One-dimensional loading plot of PC2; the peaks with highest amplitude show the positions of the principal differences between positive and negative samples.

Table 1

Negative samples (NS) and positive samples (PS) to antibodies anti-T. gondii of human colostrum.

4.

Summary

Raman spectroscopy and multivariate analysis PCA were used to make the detection of anti-T. gondii antibodies in colostrum samples of a group of pregnant women. In the original RS of colostrum samples, it was impossible to differentiate the positive and negative samples using visual inspection and PCA. To highlight the differences between spectra of positive and negative samples, PCA was conducted on the second derivatives of RS.

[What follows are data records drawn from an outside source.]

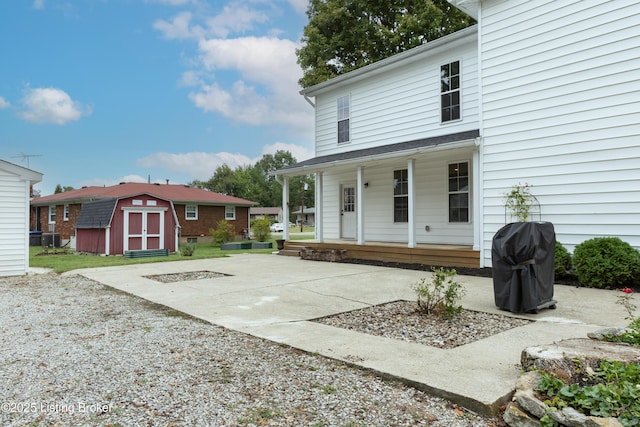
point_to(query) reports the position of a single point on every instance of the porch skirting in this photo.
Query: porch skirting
(425, 254)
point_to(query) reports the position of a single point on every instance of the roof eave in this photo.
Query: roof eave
(304, 170)
(470, 7)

The 2-D scatter plots of the transformed RS of colostrum samples, PC2 versus PC1 and PC3 versus PC2, show a well-defined separation between negative and positive samples. This separation is mainly attributed to the frequency shifts of some bands and peaks that could be identified in the 1-D loading plot of PC2. These spectral variations are associated to the presence or absence of antibodies IgG, IgM, and IgA against T. gondii in colostrum samples.

In addition it is shown that the second derivative transformation is a powerful tool for the analysis of RS when the information in the original RS does not discriminate between groups of samples.

According to the results obtained with PCA, the main differences between positive and negative samples of colostrum correspond to the zone of about $900\text{to}1600{\mathrm{cm}}^{-1}$ , where tyrosine, phenylalanine, protein retinal, aromatic amino acids, and lycopene are presented.

5.

Conclusions

The results presented here show that Raman spectroscopy and multivariate methods are suitable techniques for the analysis of biological fluids with the aim of clinical diagnosis of toxoplasmosis disease. In this paper, colostrum samples with IgG, IgM, and IgA antibodies including the IgG, IgM, and IgA anti-T. gondii were studied using Raman spectroscopy, which was capable of detecting the slight structural and chemical differences between the antibodies anti-T. gondii. It was also demonstrated that data preprocessing (for the second derivative) prior to PCA was a useful method to extract “hidden” information from spectroscopic data when the original spectra are not substantially different for visual inspection or analysis.

Finally, by means of PCA analysis of transformed RS, it was possible to discriminate between groups of positive and negative samples, and identify that the second score factor was responsible for the discrimination between samples.